Kairii recracha sa fumée.
— S'il continue à me tirer les cheveux, je suis bon pour passer la journée chez le coiffeur demain, dit-il. C'est quel jour demain déjà ?
— La grande première du Double suicide de la nuit de Kôjin ! trembla le patron.
Évidemment, Yukigiku s'y produisait. C'était la première fois qu'un de leurs kagema était choisi pour jouer dans la pièce inédite d'un metteur en scène aussi renommé que Chikamatsu... Ce dernier avait remarqué leur tayû et leur avait fait la faveur insigne de lui attribuer un rôle phare dans son nouveau drame. Il était hors de question de laisser passer une telle opportunité.
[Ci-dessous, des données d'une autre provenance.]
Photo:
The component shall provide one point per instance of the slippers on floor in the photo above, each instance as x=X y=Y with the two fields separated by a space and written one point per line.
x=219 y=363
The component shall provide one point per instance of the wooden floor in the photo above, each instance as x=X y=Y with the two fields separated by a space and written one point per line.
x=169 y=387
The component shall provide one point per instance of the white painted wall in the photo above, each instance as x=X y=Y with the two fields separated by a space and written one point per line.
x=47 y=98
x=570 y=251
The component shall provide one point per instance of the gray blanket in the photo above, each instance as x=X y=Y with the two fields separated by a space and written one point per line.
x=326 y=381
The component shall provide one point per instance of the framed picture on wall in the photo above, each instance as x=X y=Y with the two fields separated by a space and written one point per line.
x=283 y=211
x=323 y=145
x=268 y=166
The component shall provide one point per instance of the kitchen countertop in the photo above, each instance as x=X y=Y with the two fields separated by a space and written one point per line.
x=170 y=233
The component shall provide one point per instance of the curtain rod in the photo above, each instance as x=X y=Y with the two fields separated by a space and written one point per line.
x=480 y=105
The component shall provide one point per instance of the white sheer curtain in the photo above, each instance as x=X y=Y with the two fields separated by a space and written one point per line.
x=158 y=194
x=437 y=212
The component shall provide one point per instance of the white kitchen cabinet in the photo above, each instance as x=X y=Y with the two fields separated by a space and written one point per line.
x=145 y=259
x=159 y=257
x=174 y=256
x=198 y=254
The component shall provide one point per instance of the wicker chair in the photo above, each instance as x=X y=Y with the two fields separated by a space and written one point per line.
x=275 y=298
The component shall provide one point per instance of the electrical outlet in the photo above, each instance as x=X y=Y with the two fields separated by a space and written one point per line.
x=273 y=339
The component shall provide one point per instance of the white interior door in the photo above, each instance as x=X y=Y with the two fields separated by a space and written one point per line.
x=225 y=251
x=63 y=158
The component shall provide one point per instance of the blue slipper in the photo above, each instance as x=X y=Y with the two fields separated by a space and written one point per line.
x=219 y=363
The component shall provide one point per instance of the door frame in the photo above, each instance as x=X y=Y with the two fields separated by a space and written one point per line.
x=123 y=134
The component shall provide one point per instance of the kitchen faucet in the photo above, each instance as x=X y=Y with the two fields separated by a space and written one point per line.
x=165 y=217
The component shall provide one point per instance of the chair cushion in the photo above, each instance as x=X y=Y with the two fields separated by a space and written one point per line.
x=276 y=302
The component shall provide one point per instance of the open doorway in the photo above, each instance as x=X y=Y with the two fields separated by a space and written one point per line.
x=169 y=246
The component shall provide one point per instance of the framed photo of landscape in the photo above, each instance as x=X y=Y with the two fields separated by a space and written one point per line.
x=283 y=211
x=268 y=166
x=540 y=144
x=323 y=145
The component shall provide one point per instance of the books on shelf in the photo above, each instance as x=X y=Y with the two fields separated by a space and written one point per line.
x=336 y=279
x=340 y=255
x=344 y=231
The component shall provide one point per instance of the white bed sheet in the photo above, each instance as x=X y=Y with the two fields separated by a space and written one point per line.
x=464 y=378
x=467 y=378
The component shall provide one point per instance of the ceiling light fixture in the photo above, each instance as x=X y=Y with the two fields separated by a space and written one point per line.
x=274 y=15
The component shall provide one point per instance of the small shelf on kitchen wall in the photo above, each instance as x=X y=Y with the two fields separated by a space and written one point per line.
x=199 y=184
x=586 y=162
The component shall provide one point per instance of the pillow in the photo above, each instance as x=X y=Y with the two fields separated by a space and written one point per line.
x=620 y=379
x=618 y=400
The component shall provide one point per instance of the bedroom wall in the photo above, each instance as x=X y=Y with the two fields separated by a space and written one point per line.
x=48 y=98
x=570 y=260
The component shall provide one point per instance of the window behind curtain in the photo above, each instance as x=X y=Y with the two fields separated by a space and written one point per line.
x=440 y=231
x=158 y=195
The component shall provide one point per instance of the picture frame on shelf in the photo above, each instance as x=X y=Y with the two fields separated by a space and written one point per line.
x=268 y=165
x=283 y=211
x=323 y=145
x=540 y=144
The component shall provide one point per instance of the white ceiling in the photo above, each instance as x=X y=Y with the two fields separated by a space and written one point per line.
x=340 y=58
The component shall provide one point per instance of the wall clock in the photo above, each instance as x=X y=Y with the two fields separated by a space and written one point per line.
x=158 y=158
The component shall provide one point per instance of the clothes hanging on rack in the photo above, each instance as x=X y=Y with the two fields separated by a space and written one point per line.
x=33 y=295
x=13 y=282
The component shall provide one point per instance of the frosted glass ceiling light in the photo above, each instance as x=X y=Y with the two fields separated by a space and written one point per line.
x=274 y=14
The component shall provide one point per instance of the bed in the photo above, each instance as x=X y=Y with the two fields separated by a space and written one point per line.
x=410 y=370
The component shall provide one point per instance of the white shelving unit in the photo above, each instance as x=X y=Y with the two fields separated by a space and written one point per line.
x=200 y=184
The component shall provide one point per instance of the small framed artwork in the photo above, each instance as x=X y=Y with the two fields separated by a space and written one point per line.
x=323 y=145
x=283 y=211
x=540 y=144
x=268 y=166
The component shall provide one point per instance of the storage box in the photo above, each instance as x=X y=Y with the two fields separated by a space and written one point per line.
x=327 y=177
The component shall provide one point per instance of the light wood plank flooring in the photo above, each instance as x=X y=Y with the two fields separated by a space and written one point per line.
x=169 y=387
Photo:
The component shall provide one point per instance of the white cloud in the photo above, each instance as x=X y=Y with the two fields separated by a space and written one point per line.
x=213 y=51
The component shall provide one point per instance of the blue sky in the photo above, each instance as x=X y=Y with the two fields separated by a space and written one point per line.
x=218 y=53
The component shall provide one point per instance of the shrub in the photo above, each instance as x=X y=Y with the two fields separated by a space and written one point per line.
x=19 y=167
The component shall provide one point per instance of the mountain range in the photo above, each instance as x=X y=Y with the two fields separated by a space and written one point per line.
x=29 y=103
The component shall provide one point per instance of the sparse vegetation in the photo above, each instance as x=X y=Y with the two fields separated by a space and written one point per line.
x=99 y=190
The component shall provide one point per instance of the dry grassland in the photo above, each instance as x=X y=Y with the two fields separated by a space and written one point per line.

— Veuillez comprendre, honorable client, supplia le patron en joignant les mains devant lui. Bien sûr, pour un noble guerrier comme vous la différence est infime, mais avant d'être un iroko, Yukigiku est un acteur en vogue, au talent irremplaçable. Oui, je comprends. Son comportement est impardonnable. Pourquoi ses admirateurs sont-ils attachés à un tel diable de kagema, je l'ignore ! Mais toujours est-il que les gens payent très cher pour pouvoir le voir danser, chanter ou jouer de la musique. Ce qui peut arriver après entre un artiste et son patron n'est qu'accessoire... Pour un tayû de sa classe, la priorité reste l'art. Est-ce que vous me comprenez ?
Le rônin hocha la tête.
— Oui. Je reconnais qu'il a quelque chose, votre diable, sourit-il. Warukatta na, Yuki. Repartons sur de nouvelles bases. Est-ce que tu accepterais de danser pour moi ?
Kairii rangea sa pipe dans sa manche. Cette fois, il était obligé d'accepter.